When Todd Haynes took up the mantle of the iconic Hollywood Technicolor classics of the 1950s in Far From Heaven, he did so with an acute awareness of the fetishism that accompanies this period in American history.  In his 2002 homage to Douglas Sirk’s 1955 classic All That Heaven Allows, Haynes carefully reconstructed the melodramatic structure of the original, meticulously recreating not only the period’s signature speech cadences, but also the lush lighting and decadent costumes cherished in old Hollywood.

Set pointedly in 1957, the same year that Little Rock, Arkansas made headlines throughout the United States, Far From Heaven delves into the societal unrest beneath the carefully manicured surface.  While Sirk’s leading lady faced high society scrutiny over her affair with her socially inferior gardener, Haynes chose to explore issues surrounding homosexuality and race through his heroine, Cathy Whitaker, caught between a sexless marriage with her closeted husband and an emotional entanglement with her black gardener.   

From the first sweeping shot of suburban Connecticut in Haynes’ film, his mirroring of Sirk’s style in undeniable.  While Haynes attests that his opening iconic images are not frame-by-frame reproductions, he successfully employs Sirk’s signature angles and color palette to explore the careening emotionality within his subjects.  From the soft fades-in to the saturated and lush colors that explode off the screen, it’s impossible not to feel Sirk’s presence in every frame.  Despite a “mere” $14 million budget, Haynes talked about his desire for “just one Technicolor print” from the movie that would capture Sirk’s essence, toiling for weeks with his team to establish the broad colorful spectrum of the Whitakers’ world.
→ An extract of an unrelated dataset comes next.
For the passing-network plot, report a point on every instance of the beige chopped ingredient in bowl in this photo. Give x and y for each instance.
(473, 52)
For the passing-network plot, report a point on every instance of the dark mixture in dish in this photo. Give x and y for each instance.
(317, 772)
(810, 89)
For Haynes, it was crucial that the colors be as lush and adventurous as the original ’50s melodramas to create a story that “refuses a lot of familiar narrative touchstones and contemporary codes of naturalism,” allowing for “a completely synthetic language that comes directly out of the world of film.”  

It is with this reverence that Haynes approached the seemingly superficial language of the film: “it’s all on the surface in a way that we’re not accustomed to in our naturalistic codes of acting today.”  Instead, Haynes’ stylized language frees his characters from verbally summarizing their emotions or situations allowing the lighting and music to speak for themselves, imploring viewers to draw their own conclusions.  In this manner, the flat archetypes that we associate with the 1950s are given new vitality, their rigid language masking worlds of emotions that we are finally able to access.